Qualora si ritenesse, invece, che la prioritaria riallocazione interna del personale, pure prevista dall’articolo 6-bis, comma 2, del Dlgs n. 165/2001 (“Relativamente alla spesa per il personale e alle dotazioni organiche, le amministrazioni interessate dai processi di cui al presente articolo provvedono al congelamento dei posti e alla temporanea riduzione dei fondi della contrattazione, fermi restando i conseguenti processi di riduzione e di rideterminazione delle dotazioni organiche nel rispetto dell’articolo 6 nonché i conseguenti processi di riallocazione e di mobilità del personale”), debba essere assimilata alla nozione di “nuova assunzione”, si ritiene che la stessa debba essere imputata alle facoltà assunzionali in via prioritaria rispetto a qualsiasi altra acquisizione esterna di personale.

Osservazioni finali 

Da quanto rappresentato, dunque, può concludersi che nell’anno 2015 e nel successivo 2016, in vigenza delle norme limitative di cui alla legge n. 190/2014 sopra richiamate, le risorse disponibili per le assunzioni a tempo indeterminato dovranno essere destinate prioritariamente al riassorbimento del personale interno che risulti in eccedenza a seguito di diversa gestione del servizio di adibizione dello stesso, e quanto ulteriormente disponibile dovrà essere interamente destinato alla ricollocazione nei propri ruoli delle unità soprannumerarie destinatarie dei processi di mobilità di cui ai commi 421 e seguenti della legge n. 190/2014, così come previsto dal comma 424 della medesima legge.
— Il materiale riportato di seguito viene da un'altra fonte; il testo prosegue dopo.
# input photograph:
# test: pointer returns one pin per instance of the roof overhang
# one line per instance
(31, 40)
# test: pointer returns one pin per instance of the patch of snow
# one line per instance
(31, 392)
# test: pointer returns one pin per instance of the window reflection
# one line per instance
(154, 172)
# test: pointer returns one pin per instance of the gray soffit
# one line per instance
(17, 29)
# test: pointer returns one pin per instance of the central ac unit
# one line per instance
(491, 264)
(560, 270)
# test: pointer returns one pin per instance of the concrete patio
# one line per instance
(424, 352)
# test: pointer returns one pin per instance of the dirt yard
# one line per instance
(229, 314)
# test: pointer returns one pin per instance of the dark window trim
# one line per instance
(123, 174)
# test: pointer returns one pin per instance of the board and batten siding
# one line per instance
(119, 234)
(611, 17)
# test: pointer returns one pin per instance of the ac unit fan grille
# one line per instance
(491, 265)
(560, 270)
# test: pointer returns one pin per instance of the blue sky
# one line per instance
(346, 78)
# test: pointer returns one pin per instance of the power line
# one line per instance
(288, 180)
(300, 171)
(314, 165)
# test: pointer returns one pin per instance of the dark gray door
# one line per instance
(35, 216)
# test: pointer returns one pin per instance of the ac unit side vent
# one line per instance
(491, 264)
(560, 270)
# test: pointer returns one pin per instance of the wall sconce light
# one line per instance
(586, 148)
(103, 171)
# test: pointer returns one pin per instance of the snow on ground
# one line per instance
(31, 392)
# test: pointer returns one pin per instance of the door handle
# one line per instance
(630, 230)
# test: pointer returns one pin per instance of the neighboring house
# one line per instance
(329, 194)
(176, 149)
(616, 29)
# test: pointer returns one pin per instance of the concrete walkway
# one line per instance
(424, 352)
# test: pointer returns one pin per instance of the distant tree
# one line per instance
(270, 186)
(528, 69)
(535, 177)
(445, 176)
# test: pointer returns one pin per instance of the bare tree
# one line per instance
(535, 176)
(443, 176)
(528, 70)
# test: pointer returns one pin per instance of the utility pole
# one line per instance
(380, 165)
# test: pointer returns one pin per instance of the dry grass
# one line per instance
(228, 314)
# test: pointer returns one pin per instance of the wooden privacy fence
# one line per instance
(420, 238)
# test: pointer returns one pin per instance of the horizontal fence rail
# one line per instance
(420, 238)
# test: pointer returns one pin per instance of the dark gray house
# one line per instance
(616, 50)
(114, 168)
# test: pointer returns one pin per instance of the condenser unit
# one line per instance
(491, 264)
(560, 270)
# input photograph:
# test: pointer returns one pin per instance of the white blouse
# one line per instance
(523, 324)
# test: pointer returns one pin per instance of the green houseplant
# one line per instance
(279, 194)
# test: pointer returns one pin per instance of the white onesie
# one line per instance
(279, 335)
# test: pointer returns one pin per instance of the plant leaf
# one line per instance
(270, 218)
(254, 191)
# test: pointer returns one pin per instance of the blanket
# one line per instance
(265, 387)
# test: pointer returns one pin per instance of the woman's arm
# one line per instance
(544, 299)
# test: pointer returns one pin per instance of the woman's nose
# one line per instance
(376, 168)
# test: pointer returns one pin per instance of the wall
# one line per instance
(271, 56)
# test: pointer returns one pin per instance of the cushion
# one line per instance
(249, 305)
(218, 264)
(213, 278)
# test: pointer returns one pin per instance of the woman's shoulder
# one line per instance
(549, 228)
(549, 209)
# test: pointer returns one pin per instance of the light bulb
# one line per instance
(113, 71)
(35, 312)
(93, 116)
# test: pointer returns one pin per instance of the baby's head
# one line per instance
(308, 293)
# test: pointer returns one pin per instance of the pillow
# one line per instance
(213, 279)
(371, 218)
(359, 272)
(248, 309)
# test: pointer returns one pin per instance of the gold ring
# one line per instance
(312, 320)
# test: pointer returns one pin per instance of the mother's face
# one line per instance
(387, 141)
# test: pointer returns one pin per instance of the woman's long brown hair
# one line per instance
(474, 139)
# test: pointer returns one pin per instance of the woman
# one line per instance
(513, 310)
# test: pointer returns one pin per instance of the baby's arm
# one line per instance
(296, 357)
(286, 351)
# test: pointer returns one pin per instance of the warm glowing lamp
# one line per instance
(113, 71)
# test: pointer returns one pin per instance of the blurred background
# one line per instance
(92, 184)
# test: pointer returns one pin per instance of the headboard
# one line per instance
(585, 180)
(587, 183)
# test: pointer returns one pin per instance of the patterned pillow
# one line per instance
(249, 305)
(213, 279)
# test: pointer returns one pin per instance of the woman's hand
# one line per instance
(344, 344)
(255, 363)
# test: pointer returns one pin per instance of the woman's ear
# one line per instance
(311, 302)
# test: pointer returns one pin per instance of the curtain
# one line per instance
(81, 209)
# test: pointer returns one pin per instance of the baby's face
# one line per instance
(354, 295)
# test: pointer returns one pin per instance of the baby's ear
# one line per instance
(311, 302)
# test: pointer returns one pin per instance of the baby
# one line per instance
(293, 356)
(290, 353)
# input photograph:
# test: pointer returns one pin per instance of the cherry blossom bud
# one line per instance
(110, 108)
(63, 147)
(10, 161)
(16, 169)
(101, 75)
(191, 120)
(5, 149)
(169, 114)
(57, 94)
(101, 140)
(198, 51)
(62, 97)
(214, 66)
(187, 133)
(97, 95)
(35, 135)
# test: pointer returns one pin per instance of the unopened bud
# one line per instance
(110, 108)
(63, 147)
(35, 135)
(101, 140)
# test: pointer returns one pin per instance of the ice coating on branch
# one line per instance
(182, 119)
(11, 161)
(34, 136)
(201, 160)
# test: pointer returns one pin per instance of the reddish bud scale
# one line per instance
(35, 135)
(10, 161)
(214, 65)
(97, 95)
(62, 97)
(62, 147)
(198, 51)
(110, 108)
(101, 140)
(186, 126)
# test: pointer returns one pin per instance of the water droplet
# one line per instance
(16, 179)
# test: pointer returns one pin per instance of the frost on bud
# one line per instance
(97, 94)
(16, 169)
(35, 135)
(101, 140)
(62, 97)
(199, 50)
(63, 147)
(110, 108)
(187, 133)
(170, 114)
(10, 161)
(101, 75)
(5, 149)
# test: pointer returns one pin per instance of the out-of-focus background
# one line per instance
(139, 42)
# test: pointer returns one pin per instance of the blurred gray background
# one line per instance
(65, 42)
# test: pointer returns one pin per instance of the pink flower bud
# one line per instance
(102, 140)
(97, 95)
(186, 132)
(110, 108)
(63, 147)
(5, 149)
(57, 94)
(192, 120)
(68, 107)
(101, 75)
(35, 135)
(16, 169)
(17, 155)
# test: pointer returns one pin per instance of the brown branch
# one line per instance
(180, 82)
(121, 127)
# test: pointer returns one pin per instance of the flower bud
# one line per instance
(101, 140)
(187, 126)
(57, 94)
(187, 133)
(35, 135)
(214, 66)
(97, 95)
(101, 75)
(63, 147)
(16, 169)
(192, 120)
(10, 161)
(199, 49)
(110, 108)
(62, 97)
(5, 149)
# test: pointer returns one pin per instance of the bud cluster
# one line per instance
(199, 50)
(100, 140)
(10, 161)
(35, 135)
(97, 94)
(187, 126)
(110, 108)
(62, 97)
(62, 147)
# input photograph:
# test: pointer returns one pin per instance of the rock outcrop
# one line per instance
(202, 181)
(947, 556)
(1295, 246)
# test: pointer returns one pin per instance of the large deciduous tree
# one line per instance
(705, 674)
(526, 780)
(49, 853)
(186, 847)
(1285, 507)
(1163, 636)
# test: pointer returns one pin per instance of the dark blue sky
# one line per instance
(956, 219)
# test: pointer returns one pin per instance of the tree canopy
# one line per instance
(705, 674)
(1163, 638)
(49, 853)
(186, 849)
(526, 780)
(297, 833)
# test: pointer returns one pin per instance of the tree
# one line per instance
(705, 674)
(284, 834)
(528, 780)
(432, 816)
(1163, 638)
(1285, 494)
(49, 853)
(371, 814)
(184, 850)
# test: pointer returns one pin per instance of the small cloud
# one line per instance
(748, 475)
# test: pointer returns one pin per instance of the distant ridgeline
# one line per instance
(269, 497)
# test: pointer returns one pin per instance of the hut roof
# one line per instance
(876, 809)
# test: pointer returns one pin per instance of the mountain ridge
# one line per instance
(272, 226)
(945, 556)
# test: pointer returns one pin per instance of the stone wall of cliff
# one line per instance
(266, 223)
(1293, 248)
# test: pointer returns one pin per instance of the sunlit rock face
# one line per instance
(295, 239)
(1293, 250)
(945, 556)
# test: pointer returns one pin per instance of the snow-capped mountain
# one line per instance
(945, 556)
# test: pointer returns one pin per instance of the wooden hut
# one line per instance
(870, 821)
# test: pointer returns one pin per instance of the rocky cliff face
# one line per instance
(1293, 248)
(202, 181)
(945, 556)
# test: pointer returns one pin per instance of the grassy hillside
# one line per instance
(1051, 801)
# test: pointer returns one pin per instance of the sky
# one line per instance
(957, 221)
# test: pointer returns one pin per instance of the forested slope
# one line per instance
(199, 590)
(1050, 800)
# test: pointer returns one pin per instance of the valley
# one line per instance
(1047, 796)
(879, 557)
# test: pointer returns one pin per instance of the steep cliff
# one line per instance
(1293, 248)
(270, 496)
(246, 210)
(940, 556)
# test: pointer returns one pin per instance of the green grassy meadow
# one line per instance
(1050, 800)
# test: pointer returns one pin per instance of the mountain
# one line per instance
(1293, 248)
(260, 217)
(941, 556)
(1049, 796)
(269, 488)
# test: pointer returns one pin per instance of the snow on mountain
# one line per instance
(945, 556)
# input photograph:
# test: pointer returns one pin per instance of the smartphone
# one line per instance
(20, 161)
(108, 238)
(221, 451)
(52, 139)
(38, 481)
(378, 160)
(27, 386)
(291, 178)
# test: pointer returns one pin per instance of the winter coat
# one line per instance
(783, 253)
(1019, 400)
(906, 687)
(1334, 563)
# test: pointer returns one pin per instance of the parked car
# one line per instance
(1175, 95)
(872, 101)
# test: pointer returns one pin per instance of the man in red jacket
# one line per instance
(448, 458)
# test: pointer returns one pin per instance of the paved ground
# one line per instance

Ipotizzando, pertanto, il caso in cui le risorse disponibili per le assunzioni a tempo indeterminato siano pari a 100 e il costo del personale interno da ricollocare pari a 20, alle unità soprannumerarie destinatarie dei processi di mobilità di cui ai commi 421 e seguenti della legge n. 190/2014 saranno destinate risorse pari a 80. Diversamente opinando, infatti, si realizzerebbe l’assurdo caso che, pur in presenza di posti vacanti e disponibili per la ricollocazione del personale dipendente in argomento ed in palese contrasto con le vigenti norme che vietano la collocazione in esubero di personale in presenza di vacanze d’organico, il dipendente interno in esubero verrebbe “espulso” dal contesto funzionale ed organizzativo dell’amministrazione e assoggettato alle procedure di salvaguardia di cui all’articolo 33 del Dlgs n. 165/2001, con collocamento in disponibilità e inserimento negli elenchi previsti dall’articolo 34-bis, con conseguente obbligo, a carico dell’ente, di accollarsi l’ulteriore onere derivante dalla corresponsione dell’indennità prevista dal medesimo articolo 33 e, contestualmente, il medesimo ente sarebbe obbligato a coprire uno dei posti vacanti e disponibili con un soggetto esterno anch’esso in soprannumero, ma proveniente da ente di area vasta. Una simile lettura, infatti, oltre a mostrare il fianco a un’evidente incongruenza applicativa, determinerebbe una lesione del principio di sistematicità dell’intervento normativo, risolvendo una situazione di esubero da un lato e generandone una corrispondente da un altro lato.